The efficacy and safety of combined interferon (IFN) plus ribavirin in patients on long-term dialysis and chronic hepatitis C remains unclear, although a number of small clinical trials have addressed this issue. We evaluated the efficacy and safety of combination antiviral therapy (conventional or pegylated interferon plus ribavirin) in dialysis patients with chronic hepatitis C by performing a systematic review of the literature with a meta-analysis of clinical trials. The primary outcome was sustained virological response (SVR) (as a measure of efficacy); the secondary outcome was drop-out rate (as a measure of tolerability).
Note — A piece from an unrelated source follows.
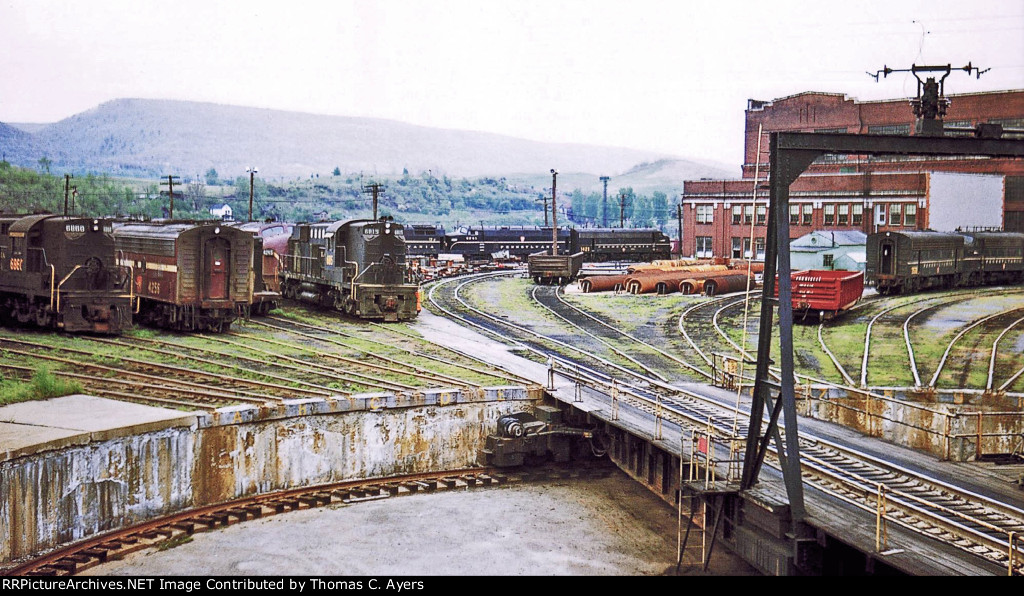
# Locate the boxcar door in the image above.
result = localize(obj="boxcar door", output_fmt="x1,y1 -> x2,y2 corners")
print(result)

We used the random effects model of Der Simonian and Laird, with heterogeneity and sensitivity analyses. We identified 10 clinical studies (151 unique patients), one (10%) of which was a controlled clinical trial. Most (97.4%) patients were on long-term haemodialysis. The summary estimate for SVR and drop-out rate was 56% [95% Confidence Intervals (95% CI) 28-84] and 25% (95% CI, 10-40), respectively. The most frequent side effects requiring interruption of treatment were anaemia (26%) and heart failure (9%). These results occurred irrespective of type of interferon (conventional or peg-IFN, peg-IFNalfa-2a or alfa-2b), trial design (controlled or cohort study), or clinical characteristics of patients (naîve, nonresponders or relapsers). The studies were heterogeneous with regard to SVR and drop-out rate. Combination antiviral therapy (interferon plus ribavirin) gives encouraging results in terms of efficacy and safety among dialysis patients even if the limited number of patients enrolled in our meta-analysis hampers definitive conclusions.